One of the initiatives of Khudai Khidmatgar is ‘Sabka Ghar’, a house in New Delhi’s Ghaffar Manzil in which people from different religions are encouraged to live together. Mirza Hasnain Beg, a PhD scholar at Jamia Millia Islamia who had lived in Sabka Ghar in 2017, says he met conservative Hindus there, and they were able to find similarities despite their differences. “Victims of communal riots, both Hindus and Muslims, have lived here, and gone back with a better understanding of each other,” says Beg. Murari Bapu, who presented Khan the ‘Rashtriya Sadbhavana Award’ in 2018, had then said he would like to visit Sabka Ghar.

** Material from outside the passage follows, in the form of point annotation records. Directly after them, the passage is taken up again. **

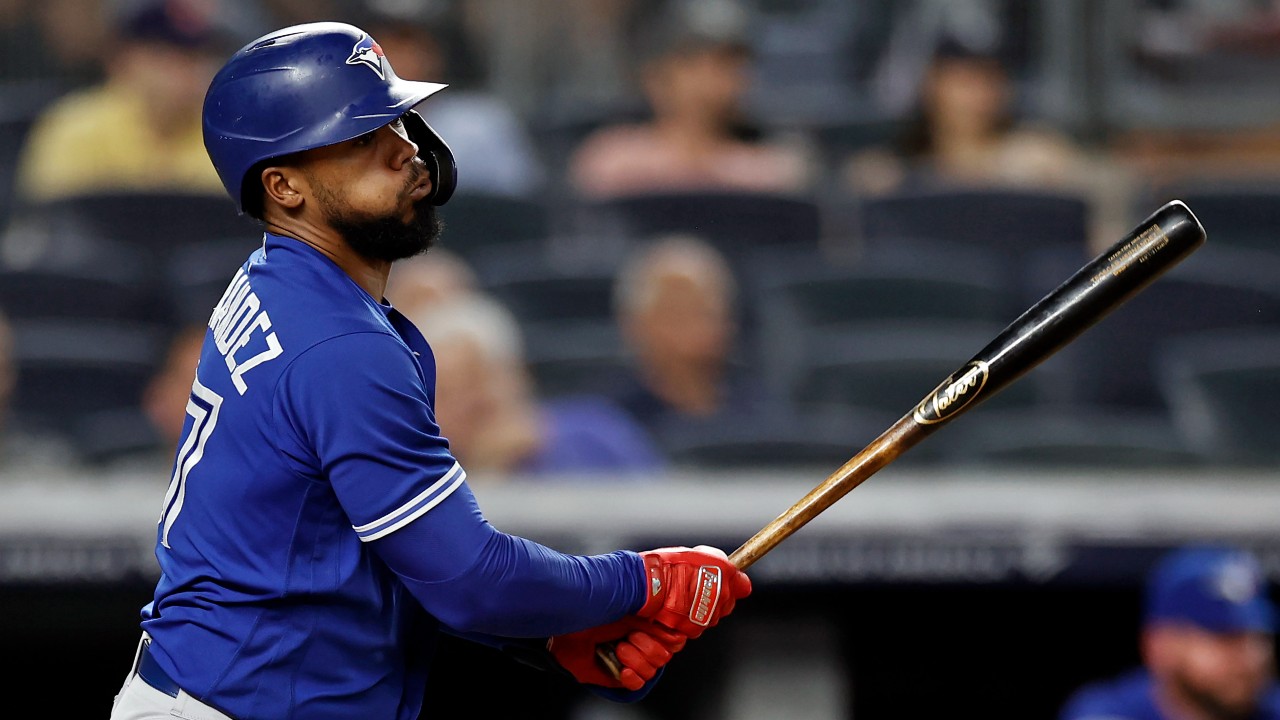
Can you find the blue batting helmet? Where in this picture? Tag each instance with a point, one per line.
(309, 86)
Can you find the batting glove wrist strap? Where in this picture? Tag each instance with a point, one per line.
(690, 588)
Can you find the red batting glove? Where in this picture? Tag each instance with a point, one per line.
(640, 646)
(691, 588)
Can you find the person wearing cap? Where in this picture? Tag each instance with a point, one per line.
(140, 128)
(694, 77)
(1207, 646)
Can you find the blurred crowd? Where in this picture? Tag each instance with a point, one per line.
(688, 233)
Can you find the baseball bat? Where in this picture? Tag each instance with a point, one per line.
(1165, 238)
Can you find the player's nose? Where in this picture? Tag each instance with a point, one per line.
(405, 150)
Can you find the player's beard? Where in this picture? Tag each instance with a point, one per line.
(387, 237)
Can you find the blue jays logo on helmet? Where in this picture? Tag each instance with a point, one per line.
(368, 53)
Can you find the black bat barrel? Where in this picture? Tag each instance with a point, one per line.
(1106, 282)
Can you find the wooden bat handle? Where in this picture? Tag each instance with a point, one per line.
(882, 451)
(1148, 250)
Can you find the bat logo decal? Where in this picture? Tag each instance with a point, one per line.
(952, 395)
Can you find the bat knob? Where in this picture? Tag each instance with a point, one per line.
(608, 660)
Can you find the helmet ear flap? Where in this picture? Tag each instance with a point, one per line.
(435, 153)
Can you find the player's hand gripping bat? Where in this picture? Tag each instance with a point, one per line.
(1102, 285)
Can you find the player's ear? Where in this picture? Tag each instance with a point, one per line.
(282, 185)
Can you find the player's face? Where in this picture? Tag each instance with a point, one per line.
(371, 190)
(1224, 674)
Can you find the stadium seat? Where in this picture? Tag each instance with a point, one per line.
(1215, 288)
(83, 381)
(566, 315)
(881, 332)
(1224, 392)
(1079, 437)
(478, 222)
(1015, 224)
(1009, 220)
(150, 220)
(197, 273)
(822, 440)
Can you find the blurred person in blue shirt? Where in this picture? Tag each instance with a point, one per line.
(1207, 646)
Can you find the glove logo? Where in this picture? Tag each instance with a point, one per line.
(368, 53)
(705, 595)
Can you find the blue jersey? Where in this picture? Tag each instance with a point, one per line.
(1130, 697)
(316, 532)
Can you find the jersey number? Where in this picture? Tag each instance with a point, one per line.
(202, 406)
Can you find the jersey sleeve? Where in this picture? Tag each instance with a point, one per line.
(360, 405)
(355, 410)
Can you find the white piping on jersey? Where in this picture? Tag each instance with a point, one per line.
(415, 507)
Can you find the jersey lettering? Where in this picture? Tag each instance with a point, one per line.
(238, 319)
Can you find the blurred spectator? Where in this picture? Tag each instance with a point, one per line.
(694, 77)
(488, 139)
(967, 132)
(430, 278)
(140, 128)
(556, 58)
(1207, 646)
(488, 409)
(676, 308)
(165, 397)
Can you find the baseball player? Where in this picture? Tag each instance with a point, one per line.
(1207, 646)
(316, 533)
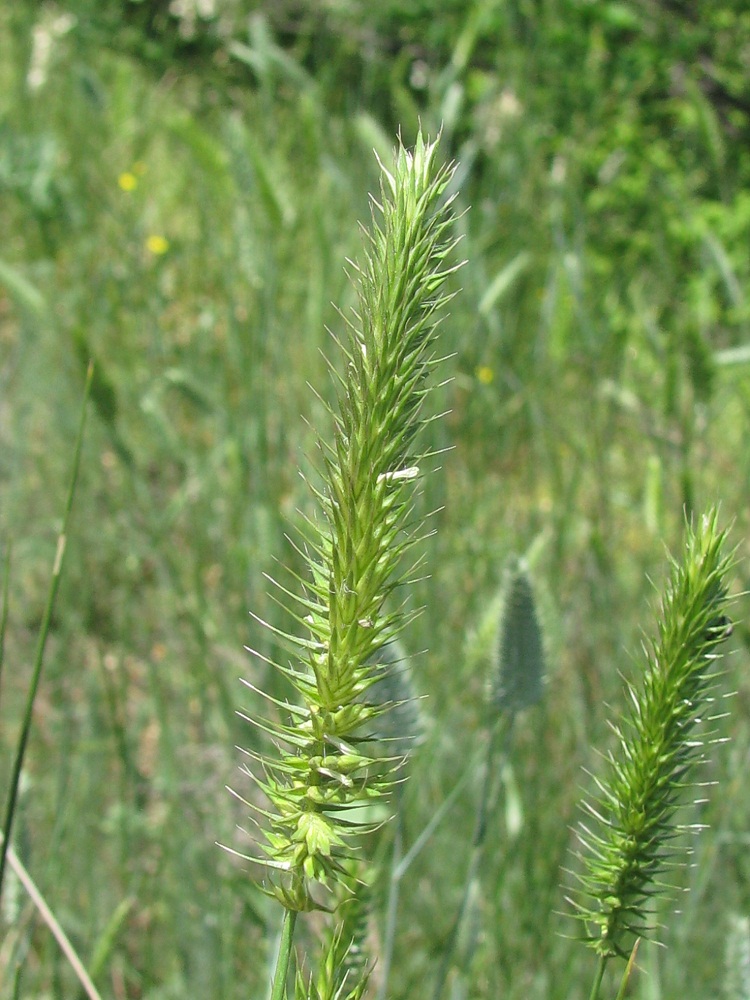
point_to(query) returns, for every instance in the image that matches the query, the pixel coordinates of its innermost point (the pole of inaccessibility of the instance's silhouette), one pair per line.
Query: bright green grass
(578, 429)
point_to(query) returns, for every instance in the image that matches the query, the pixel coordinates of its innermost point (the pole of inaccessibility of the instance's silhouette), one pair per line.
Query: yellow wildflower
(127, 181)
(157, 245)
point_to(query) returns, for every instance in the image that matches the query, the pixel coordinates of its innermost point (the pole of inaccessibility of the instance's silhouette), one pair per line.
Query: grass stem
(278, 987)
(43, 633)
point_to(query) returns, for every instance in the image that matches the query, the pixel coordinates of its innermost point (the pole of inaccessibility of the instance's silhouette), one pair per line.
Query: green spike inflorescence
(629, 843)
(356, 549)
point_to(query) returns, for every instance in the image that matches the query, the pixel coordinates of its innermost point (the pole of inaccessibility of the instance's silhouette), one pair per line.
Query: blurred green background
(181, 185)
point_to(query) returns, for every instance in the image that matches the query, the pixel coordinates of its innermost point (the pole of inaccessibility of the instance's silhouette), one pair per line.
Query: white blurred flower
(52, 25)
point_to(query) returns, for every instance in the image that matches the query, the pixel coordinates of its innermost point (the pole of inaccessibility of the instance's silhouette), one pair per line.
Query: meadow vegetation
(181, 188)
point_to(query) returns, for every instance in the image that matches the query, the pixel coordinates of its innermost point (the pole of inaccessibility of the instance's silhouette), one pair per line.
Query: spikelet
(519, 657)
(628, 836)
(357, 549)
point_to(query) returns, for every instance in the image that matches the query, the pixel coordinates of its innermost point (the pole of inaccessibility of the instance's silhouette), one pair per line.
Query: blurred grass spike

Does Khan get discouraged by the frequent communal violence in the country, and the rising Hindutva rhetoric from those in power?
“Hate is unsustainable. A cup of tea, in the hands of a poor man or a powerful man, will eventually get cold. Similarly, hate, whether spread by a neighbourhood bully or a more influential person, will eventually lose steam. When I was in jail in Mathura, my family could not send me anything for a week. Hindu prisoners bought me tea, shared their blankets with me.”
Over the years, has he felt any change in the attitude of the common public towards their work? “I have been on the field for almost 20 years now, traveling to different parts of India, even Pakistan. And while learned articles have been written on intolerance, I can tell you what I saw. As Kabir said, ‘Tu kehta kaagad ki lekhi, main kehta aankhin ki dekhi (you talk of what’s written, I am telling what I saw myself)’. Yes, we have been opposed by Hindus as well as Muslims, but we have also been loved and welcomed by both. It’s not the time to lose hope. Love and brotherhood very much exist. Hatred will win only if those fighting it admit defeat or give up the fight.”